Nel fare il punto della situazione, il consigliere federale ha constatato che la via bilaterale con l’Unione europea contribuisce al benessere e all’indipendenza della Svizzera e che è pure conforme alla Costituzione federale. Anche nel 2016 il nostro Paese si adopererà per rafforzare le relazioni con l’Europa, portando avanti celermente sia l’accordo per la libera circolazione delle persone sia quello istituzionale.
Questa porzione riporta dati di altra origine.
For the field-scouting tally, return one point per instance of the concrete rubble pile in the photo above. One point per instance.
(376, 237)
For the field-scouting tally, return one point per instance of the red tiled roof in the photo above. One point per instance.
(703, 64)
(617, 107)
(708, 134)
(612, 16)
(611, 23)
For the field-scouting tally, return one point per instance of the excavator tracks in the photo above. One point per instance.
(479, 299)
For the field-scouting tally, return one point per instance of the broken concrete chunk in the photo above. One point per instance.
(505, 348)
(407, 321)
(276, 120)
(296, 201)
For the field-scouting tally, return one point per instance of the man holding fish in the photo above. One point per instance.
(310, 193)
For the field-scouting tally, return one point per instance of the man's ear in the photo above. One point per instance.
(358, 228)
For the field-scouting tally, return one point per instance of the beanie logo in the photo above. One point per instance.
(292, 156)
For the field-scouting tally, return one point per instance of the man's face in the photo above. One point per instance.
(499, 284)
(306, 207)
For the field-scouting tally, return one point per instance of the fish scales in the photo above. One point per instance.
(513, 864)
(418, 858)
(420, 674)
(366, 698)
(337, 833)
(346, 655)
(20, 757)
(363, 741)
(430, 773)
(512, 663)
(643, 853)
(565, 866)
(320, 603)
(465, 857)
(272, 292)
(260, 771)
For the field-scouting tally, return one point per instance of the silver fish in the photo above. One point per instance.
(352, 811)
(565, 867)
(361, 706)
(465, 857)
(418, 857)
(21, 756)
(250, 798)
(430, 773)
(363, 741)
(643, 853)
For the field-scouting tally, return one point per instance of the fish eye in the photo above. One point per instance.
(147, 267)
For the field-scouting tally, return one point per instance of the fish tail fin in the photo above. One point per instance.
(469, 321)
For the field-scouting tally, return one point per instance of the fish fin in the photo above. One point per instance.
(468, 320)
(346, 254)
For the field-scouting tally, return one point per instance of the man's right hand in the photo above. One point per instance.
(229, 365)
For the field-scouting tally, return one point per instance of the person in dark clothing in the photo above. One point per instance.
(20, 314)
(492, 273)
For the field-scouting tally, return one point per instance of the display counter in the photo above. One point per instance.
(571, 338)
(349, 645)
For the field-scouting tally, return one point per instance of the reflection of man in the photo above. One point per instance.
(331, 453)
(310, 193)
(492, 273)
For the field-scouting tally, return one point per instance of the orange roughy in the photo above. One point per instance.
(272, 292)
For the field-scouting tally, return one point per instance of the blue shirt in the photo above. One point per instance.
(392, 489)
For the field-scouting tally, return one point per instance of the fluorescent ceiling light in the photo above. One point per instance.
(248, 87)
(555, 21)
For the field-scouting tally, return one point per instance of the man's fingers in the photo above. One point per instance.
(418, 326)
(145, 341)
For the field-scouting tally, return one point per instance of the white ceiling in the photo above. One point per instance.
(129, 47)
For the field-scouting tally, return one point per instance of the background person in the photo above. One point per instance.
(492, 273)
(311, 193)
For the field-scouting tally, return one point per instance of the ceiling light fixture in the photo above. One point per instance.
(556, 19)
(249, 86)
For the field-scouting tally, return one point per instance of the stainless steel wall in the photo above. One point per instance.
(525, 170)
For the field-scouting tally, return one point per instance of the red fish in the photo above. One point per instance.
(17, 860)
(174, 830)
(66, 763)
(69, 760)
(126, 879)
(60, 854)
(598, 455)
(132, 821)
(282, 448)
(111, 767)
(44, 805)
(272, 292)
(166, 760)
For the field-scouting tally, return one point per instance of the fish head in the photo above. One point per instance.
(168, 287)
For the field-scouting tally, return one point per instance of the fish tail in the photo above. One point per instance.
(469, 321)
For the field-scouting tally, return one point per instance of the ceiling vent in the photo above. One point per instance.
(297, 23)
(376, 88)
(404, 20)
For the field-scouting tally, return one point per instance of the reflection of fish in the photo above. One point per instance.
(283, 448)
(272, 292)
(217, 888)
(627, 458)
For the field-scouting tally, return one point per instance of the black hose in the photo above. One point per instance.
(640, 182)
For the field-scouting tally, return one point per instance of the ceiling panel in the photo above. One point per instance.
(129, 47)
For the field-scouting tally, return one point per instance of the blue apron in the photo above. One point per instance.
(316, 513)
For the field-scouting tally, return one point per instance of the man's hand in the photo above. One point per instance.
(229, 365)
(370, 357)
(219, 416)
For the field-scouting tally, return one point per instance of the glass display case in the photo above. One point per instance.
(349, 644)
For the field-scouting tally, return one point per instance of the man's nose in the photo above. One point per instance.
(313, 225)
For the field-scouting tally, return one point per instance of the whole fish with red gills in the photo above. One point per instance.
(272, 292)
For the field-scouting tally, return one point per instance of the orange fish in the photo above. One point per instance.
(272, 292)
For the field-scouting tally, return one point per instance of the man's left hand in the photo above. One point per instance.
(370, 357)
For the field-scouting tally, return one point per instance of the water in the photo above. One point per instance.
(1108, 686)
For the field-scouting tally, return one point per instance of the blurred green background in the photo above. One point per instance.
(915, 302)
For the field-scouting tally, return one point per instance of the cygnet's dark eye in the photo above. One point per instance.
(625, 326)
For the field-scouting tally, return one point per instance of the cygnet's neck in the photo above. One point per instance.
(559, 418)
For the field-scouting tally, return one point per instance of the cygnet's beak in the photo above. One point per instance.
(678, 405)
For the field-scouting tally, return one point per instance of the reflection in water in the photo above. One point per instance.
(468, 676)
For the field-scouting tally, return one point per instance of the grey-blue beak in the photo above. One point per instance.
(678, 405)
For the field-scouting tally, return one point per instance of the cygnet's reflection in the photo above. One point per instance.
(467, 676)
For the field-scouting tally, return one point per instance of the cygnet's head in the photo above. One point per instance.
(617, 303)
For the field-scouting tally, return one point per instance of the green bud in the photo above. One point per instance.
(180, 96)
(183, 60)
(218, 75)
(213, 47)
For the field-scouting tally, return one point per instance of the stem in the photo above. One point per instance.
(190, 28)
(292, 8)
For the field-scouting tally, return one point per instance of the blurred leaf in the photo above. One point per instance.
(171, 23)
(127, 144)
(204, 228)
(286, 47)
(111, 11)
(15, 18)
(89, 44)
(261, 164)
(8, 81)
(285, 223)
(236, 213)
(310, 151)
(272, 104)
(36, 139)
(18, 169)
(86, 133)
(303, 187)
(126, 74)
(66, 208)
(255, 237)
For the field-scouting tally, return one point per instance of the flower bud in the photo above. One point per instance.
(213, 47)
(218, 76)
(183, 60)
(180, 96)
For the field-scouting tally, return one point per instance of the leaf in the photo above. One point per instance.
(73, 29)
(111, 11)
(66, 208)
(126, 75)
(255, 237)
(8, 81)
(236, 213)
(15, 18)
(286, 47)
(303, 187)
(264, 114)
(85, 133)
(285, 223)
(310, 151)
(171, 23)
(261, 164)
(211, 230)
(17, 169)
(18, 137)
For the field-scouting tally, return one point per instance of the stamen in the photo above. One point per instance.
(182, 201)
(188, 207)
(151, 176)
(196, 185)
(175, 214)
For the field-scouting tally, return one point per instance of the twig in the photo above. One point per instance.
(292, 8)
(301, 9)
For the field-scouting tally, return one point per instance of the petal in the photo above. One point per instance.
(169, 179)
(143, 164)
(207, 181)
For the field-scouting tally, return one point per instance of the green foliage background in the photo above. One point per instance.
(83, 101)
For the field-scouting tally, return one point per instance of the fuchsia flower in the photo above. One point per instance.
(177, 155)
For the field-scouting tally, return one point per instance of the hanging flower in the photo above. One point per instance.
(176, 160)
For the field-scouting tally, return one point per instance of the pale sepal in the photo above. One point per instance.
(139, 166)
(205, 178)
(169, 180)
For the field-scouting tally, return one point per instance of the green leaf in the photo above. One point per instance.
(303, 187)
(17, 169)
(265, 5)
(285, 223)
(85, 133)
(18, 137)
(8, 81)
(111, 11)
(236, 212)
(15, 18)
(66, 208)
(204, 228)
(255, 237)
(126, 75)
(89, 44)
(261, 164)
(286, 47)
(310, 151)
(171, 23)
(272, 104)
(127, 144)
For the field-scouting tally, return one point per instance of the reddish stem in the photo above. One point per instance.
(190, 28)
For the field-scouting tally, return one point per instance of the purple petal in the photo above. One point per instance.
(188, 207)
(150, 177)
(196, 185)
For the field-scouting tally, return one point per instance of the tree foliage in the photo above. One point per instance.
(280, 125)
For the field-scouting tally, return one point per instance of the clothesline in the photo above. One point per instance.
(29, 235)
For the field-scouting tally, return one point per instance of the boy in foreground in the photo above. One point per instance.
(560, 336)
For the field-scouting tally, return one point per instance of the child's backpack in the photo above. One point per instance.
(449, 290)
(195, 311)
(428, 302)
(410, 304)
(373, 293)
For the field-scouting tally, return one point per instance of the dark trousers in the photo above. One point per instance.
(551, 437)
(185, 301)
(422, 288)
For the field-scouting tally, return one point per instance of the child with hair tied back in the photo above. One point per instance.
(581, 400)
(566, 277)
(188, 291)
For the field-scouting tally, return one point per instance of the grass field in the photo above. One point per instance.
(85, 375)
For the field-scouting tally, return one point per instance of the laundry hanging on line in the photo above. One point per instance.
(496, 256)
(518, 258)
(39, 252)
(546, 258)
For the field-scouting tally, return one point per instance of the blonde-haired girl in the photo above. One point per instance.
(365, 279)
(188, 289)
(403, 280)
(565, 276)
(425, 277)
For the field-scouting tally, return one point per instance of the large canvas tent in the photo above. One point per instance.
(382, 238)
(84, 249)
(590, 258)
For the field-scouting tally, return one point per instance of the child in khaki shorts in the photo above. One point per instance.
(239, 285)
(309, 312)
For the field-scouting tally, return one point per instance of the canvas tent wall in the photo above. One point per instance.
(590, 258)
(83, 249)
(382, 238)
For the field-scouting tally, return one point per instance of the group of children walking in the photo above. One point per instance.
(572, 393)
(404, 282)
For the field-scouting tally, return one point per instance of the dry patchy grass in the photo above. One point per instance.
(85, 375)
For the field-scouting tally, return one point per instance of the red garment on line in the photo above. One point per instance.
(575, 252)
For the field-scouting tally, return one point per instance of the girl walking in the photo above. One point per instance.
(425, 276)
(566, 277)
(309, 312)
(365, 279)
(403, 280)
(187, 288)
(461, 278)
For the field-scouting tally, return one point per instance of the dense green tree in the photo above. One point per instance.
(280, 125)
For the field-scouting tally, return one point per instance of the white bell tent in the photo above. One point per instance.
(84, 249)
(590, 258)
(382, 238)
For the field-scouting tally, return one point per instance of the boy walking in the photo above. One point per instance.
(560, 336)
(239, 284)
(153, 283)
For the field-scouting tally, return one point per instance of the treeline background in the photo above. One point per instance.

Il consigliere federale ha informato a tal proposito la Commissione sugli ultimi sviluppi e su possibili scenari.

La prossima estate, con l’apertura della galleria di base del Gottardo, il tunnel ferroviario più lungo d’Europa, la Svizzera sarà al centro dell’attenzione. Il Consiglio federale vuole cogliere l’occasione di questo evento per intensificare le relazioni con l’Europa e con gli Stati a noi confinanti. Oltre a quelle con l’Europa, il Consiglio federale si adopera anche per rafforzare le relazioni con Stati extraeuropei, per aprirsi al mondo e per accelerare la politica di libero scambio, sul quale sono già stati conclusi importanti accordi.

Per il resto, la Commissione ha discusso del preoccupante crescendo delle tensioni tra il Governo turco e la minoranza curda e ha analizzato i vari aspetti politici e diplomatici connessi con le esecuzioni capitali in Arabia Saudita.

 

Mandato negoziale per la revisione dell’Accordo di protezione reciproca degli investimenti tra la Svizzera e la Malaysia

La CPE-N ha sostenuto con 14 voti contro 0 e 8 astensioni il mandato negoziale del Consiglio federale per la revisione dell’Accordo di protezione reciproca degli investimenti tra la Svizzera e la Malaysia. Considerato che la Svizzera si situa al quinto posto nel mondo per gli investimenti diretti nel Paese asiatico, la Commissione appoggia il suddetto Accordo, che a suo modo di vedere garantisce la certezza del diritto e crea posti di lavoro. 

È stata invece respinta con 13 voti contro 9 la proposta di un postulato commissionale che va a integrare un rapporto del Consiglio federale sulla strategia in materia di accordi sugli investimenti svizzeri e l’inserimento degli obiettivi di sviluppo sostenibile negli accordi di protezione reciproca degli investimenti stipulati dalla Svizzera.

 

Per finire, la Commissione si è informata sugli ultimi avvenimenti inerenti alla politica economica esterna, in particolare sullo stato dei negoziati per il Trade in Services Agreement (TiSA) e per il Transatlantic Trade and Investment Partnership (TTIP), e sull’esportazione di materiale bellico verso l’Arabia Saudita.